Quale può essere la risposta di quei soggetti che in prima
persona subiscono le cause di quanto sopra brevemente elencato, se non quella di
azioni individuali tese al miglioramento delle condizioni di vita.
Quale allora potrà essere la
reazione del capitale al fine di contenere tale forma di ribellione provocata da
uno stato di necessità, se non quello di eliminare fisicamente queste persone
dal contesto sociale.
Se il sistema economico produce
sempre più emarginati, impossibilitati ad intraprendere una vita almeno
sufficientemente dignitosa, se non esistono i margini per la costituzione di un
seppur pidocchioso sistema di Welfare State che ne continui a garantire
l’inclusione sociale, se nemmeno si è più in presenza di organizzazioni di
massa atte a garantire un minimo di
coesione sociale è presto smascherato il ruolo dell’istituzione totale per
antonomasia.
Nessuna funzione di recupero o
reintegrazione sociale poiché nessun recupero e integrazione è attualmente
utile al capitale, si vogliono
solamente nascondere, per quanto possibile, i disastri più evidenti di un
attacco brutale rivolto ai lavoratori e alle classi disagiate.

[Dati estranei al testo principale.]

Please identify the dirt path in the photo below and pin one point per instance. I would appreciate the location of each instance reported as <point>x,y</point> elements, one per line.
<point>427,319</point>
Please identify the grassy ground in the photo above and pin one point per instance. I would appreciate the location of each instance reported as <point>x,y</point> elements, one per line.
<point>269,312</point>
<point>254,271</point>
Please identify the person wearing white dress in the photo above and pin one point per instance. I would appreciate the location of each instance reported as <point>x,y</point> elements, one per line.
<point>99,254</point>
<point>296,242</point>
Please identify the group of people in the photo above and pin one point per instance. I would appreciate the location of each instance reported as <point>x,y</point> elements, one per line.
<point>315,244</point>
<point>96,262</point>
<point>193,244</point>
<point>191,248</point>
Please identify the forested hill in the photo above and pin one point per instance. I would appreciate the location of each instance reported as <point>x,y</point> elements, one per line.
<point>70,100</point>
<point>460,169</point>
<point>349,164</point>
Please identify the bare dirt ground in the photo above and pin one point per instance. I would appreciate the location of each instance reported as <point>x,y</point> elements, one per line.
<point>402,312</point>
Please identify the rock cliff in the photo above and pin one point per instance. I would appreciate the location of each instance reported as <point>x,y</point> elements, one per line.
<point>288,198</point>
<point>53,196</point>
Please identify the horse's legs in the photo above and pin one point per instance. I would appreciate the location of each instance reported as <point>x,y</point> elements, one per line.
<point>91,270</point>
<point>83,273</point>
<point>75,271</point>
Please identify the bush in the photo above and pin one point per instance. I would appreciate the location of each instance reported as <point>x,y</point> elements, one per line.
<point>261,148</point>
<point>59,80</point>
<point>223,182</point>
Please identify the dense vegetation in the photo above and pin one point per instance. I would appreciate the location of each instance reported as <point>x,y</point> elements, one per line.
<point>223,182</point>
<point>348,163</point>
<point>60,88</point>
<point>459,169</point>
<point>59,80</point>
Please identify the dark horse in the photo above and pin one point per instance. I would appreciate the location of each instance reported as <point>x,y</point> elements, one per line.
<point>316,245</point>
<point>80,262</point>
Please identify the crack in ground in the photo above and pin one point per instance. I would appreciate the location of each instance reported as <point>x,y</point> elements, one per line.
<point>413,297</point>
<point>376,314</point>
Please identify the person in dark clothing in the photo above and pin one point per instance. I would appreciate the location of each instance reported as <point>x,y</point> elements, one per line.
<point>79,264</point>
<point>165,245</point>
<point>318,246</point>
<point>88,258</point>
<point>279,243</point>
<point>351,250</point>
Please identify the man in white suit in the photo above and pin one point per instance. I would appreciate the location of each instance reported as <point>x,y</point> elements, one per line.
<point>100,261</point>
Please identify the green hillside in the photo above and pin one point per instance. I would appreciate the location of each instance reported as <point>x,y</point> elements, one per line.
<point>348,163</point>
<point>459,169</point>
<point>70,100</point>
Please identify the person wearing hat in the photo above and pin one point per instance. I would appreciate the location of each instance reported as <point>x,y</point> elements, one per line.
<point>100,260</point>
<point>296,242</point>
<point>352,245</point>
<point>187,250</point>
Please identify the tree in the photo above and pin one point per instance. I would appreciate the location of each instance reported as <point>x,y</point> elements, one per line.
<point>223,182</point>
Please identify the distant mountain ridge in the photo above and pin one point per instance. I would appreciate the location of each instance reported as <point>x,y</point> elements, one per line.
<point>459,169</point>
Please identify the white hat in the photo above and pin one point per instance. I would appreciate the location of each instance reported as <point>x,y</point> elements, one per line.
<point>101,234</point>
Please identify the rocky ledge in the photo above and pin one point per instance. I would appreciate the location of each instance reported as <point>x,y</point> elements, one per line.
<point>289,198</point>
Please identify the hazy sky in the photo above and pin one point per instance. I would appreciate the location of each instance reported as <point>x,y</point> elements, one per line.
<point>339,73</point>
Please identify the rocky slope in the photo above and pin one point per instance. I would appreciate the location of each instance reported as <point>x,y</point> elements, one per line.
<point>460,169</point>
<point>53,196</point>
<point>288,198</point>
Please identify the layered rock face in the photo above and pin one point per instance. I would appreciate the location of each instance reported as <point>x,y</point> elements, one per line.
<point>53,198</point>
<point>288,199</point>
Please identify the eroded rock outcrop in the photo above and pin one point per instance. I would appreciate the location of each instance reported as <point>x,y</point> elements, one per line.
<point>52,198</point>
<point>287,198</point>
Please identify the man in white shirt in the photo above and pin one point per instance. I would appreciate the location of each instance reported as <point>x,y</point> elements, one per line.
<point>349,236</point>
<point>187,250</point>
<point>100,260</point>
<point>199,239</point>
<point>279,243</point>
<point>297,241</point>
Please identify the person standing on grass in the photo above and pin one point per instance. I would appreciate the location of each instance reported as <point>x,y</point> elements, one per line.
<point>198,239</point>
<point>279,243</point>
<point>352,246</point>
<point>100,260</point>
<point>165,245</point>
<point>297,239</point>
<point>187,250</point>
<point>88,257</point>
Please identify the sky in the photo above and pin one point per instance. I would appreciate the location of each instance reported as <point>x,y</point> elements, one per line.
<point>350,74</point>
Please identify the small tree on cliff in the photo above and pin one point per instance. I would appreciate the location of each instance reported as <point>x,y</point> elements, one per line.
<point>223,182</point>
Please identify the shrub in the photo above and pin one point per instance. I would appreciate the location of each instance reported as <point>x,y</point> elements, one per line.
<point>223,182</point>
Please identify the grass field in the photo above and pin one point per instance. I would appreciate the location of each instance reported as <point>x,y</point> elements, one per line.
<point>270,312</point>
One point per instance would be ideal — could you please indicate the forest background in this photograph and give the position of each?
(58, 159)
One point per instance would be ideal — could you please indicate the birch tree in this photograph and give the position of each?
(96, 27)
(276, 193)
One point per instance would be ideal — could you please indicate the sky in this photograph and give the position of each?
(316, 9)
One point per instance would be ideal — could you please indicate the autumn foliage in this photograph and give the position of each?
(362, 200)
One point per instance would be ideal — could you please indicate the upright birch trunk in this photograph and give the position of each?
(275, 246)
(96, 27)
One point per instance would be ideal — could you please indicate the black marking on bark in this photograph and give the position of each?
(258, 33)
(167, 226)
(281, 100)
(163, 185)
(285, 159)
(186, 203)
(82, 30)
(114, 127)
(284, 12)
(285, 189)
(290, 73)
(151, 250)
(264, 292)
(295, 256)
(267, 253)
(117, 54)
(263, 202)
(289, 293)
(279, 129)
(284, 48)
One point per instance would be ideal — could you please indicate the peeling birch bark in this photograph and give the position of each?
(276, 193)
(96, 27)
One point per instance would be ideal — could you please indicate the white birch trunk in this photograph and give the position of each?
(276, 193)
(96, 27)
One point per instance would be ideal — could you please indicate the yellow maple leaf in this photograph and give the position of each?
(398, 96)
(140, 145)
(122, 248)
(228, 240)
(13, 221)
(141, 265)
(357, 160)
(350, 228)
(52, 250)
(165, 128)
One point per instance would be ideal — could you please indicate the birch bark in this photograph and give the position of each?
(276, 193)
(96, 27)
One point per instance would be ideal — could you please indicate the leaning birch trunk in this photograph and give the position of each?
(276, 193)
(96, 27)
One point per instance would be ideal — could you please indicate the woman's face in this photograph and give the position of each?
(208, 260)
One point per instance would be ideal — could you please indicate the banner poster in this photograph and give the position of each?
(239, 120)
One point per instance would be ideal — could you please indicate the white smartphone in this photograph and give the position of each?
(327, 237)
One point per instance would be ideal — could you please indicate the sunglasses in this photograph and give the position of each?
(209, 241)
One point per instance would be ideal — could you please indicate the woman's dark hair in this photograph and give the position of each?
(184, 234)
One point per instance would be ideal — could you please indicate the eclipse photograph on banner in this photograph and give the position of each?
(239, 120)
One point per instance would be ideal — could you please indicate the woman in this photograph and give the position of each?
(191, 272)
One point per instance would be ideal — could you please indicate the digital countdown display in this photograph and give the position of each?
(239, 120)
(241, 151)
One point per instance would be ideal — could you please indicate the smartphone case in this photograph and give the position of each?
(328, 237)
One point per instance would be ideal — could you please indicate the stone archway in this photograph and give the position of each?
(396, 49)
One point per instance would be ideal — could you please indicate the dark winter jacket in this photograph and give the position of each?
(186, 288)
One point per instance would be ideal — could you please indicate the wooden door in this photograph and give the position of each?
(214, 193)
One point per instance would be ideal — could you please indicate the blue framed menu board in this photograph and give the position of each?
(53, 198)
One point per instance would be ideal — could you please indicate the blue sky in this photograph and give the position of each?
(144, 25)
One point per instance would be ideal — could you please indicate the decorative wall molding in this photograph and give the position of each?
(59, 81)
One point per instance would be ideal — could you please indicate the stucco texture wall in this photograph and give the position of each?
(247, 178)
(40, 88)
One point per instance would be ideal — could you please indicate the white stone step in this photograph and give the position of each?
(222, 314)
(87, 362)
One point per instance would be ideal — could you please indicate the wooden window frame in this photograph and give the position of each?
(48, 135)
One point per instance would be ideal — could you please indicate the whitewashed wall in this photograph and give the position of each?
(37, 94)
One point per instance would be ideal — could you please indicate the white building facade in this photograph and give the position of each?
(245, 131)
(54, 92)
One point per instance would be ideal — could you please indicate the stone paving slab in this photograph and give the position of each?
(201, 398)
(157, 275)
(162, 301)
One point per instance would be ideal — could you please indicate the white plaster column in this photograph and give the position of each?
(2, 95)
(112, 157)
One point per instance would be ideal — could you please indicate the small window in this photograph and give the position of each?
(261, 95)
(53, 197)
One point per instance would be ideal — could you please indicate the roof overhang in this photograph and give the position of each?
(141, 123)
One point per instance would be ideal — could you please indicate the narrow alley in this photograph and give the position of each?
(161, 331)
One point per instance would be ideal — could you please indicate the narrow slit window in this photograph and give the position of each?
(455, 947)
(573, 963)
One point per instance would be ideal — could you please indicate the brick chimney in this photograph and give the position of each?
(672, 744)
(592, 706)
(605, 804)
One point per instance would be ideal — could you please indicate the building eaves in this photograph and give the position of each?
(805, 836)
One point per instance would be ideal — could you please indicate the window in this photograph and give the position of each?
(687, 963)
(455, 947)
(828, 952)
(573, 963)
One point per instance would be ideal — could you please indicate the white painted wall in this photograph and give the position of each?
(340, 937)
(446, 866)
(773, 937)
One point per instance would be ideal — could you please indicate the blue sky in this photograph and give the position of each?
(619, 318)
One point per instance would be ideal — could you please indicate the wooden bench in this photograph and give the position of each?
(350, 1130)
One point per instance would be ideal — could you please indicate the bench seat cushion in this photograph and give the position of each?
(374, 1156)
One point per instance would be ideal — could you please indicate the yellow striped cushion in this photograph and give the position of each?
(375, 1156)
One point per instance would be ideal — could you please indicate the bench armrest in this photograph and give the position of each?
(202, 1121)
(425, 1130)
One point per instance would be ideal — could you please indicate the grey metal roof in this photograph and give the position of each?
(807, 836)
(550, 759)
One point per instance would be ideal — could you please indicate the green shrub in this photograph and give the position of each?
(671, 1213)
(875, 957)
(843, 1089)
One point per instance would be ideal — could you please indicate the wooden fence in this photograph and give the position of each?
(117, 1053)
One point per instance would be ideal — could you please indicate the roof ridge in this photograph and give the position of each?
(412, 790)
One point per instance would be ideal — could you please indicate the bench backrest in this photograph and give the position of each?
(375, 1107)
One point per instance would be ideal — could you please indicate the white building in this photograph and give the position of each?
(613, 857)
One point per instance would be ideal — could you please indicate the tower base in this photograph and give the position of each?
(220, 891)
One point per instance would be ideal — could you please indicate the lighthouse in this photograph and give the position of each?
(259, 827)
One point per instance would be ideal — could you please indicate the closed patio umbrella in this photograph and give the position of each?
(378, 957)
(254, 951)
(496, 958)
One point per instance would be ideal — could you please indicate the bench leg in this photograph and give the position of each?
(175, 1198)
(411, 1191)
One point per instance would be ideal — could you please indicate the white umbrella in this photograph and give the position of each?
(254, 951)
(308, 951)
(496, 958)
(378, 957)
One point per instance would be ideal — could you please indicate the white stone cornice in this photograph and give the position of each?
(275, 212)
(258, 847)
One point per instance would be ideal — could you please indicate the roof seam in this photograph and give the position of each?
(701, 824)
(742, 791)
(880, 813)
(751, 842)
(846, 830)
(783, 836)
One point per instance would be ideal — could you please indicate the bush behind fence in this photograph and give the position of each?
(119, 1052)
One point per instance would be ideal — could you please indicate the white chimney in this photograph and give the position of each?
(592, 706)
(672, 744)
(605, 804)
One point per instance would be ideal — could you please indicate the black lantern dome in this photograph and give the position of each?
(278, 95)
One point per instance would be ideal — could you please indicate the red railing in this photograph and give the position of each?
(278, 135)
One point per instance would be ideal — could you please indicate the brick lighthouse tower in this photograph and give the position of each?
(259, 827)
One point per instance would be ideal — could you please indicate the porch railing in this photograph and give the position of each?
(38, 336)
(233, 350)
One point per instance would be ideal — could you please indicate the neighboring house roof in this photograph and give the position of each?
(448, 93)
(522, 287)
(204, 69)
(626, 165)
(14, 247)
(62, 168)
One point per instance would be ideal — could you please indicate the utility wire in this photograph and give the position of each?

L’illusione del recupero e
della integrazione sociale da costruire attraverso l’azione di trattamento
educativo e formativo è rimasta solamente a pochi illusi utopici riformisti, i
quali non hanno mai compreso l’inutilità di tale impostazione in un sistema
produttivo teso ad emarginare per scelta calcolata.
Il teorema è ancora una volta
confermato dalla drastica riduzione dei fondi rivolti alle azioni di
“recupero”, tra l’altro inutili o funzionali alla volontà di piegare
persone all’interesse economico produttivo, (il costante calo della
percentuale di educatori e psicologi, addetti sanitari e personale docente
rispetto al numero di agenti di polizia penitenziaria ne è una prova).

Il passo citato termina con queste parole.